Er habe den Eindruck gewonnen, dass die drei Neonazis nach ihrem Untertauchen im Februar 1998 in Jena zunächst auf einen großen Unterstützerkreis zurückgreifen konnten. Später hätten sie sich aber immer weiter abgeschottet. Grund dafür seien vermutlich die schweren Verbrechen gewesen, die sie seit 2000 begangen hatten. Als Beispiel für die zunehmende Abschottung des Trios führte Heimann an, dass Mundlos am Ende keinen gültigen Personalausweis mehr besaß, da sich offenbar kein Unterstützer dafür gefunden hatte. Heimann äußerte sein Bedauern darüber, dass man bis heute nicht wisse, nach welchen Kriterien der NSU die Tatorte und Opfer ausgesucht habe. Nach der Enttarnung des Trios hätten er selbst und seine Kollegen im BKA permanent über diese Fragen diskutiert und nachgedacht, "bis in die Mittagspause hinein und nachts unter der Dusche auch noch". Doch alle Ermittlungen und Überlegungen dazu hätten nicht zum Ziel geführt.

Unvollständige Nummern Gegenüber einem weiteren Zeugen des BKA, Kriminaloberkommissar Sascha Allendorf, kritisierte der Ausschussvorsitzende Clemens Binninger (CDU) die Ermittlungen zum Mobiltelefon Zschäpes. Binninger sagte, er hätte es für erforderlich gehalten, auch die Inhaber jener Telefonnummern zu ermitteln, die der Polizei von den Anbietern nur unvollständig übermittelt worden waren. Allendorf, der im BKA mit der Auswertung von Zschäpes Mobiltelefon-Daten befasst war, wies die Kritik zurück. Zur Überprüfung der über Zschäpes Handy geführten Telefongespräche wurden in den Wochen nach dem 4. November 2011 die jeweiligen Provider kontaktiert. Allendorf wies darauf hin, dass es damals keine gesetzliche Grundlage für eine Vorratsdatenspeicherung gab und die Verbindungsdaten von den Anbietern daher auf unterschiedliche Weise gespeichert worden waren. In 42 Fällen wurden der Polizei nur Nummern übermittelt, bei denen die letzten drei Stellen durch "x" ersetzt waren. Laut Allendorf wäre der Aufwand zu groß gewesen, die Inhaber dieser Nummern zu ermitteln, da man im Extremfall fast 42.000 Nummern hätte überprüfen müssen. Allein die Überprüfung der 412 Nummern, die der Polizei vollständig vorlagen, habe sechs Monate benötigt. Binninger ließ das nicht gelten, zumal einige der unvollständigen Nummern als Behördenanschlüsse erkennbar gewesen seien und gleich hätten aussortiert werden können. Die übrigen hätte das BKA zumindest darauf überprüfen lassen sollen, ob polizeibekannte Rechtsextremisten zu den Inhabern gehörten.

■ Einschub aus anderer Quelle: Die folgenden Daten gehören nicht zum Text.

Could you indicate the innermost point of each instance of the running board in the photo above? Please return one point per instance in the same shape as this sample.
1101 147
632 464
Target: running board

Als letzte Zeugin sagte Kriminaloberkommissarin Janett Arnhold aus, die bei den Ermittlungen die zahlreichen Zeitungsausschnitte zu den NSU-Verbrechen auswertete, die in dem Brandschutt gefunden worden waren. Darauf seien zahlreiche Fingerabdrücke von Zschäpe zu finden gewesen, berichtete Arnhold.